Autologous bone marrow transplantation plays a key role in the treatment of many aggressive childhood cancers. This procedure involves the collection and storage of a child's own blood-making stem cells, administration of high-dose chemotherapy, and then the return of the child's previously-collected cells in order to re-build the blood-making system. This allows more intensive than usual chemotherapy to be administered. However, only 1% of the collected cells (the graft) are stem cells – the rest are a mixture of immune cells, but the type, function, and abilities of those immune cells is not understood. This project will therefore aim to characterize the immune cells present in the graft, and to improve the function and anti-cancer activity of the immune cells. In this way, a child's own immune system will be harnessed to help fight their cancer following bone marrow transplantation.

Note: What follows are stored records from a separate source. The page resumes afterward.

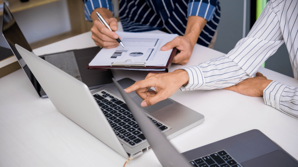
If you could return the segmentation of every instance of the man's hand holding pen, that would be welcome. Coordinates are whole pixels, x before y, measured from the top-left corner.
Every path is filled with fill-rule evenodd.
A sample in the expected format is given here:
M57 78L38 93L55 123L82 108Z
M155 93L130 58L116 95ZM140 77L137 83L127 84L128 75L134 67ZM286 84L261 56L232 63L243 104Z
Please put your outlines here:
M113 17L113 14L108 10L105 8L98 9L97 11L95 10L93 11L91 14L91 18L94 23L94 25L91 29L92 32L91 38L95 44L101 47L108 49L117 47L119 43L116 39L119 38L114 32L118 29L117 20ZM112 31L98 20L96 16L97 11L100 12Z

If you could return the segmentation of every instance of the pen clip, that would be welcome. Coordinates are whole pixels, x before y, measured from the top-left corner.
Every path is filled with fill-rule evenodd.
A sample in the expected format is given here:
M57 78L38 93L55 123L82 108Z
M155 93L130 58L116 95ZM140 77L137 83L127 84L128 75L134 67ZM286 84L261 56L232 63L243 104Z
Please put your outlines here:
M124 62L113 62L111 64L112 67L144 67L144 62L135 62L132 60L129 59Z

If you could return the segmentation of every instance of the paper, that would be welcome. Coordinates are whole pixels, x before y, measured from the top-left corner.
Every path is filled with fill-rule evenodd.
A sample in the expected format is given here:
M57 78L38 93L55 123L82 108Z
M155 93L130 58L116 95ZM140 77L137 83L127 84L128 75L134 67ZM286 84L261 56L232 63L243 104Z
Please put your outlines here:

Dr. Fyeza Hasan, BMO Financial Group Oncology Fellowship
Supervisor: Dr. Lillian Sung

Children with Cancer as Participants in End of Life Research

Survival rates for childhood cancers have increased dramatically, but 20 per cent of patients still die of their cancer or its treatment. The end-of-life (EOL) care of these children is difficult and includes addressing complex symptoms, and challenging issues around decision making, such as decisions about resuscitation, ongoing therapy and clinical trials.
Palliative care research studies can help us to identify evidence informed strategies for managing the complex EOL issues faced by children with cancer and may improve quality of life and satisfaction with care for patients and their families.
Despite the need for this type of research, palliative care studies are extremely rare in paediatric oncology. There are a number of possible barriers including the reluctance of physicians to offer research to families, and reluctance of families to take part, or remain enrolled.
My research aims to explore stakeholder perceptions about the enrolment of children with cancer in paediatric oncology palliative care research. Studying the views of potential research participants will allow researchers to understand parents’ and clinicians’ decision making processes. This will assist them in designing studies that are meaningful and acceptable to stakeholders, improving recruitment and creating knowledge that ultimately improves EOL care.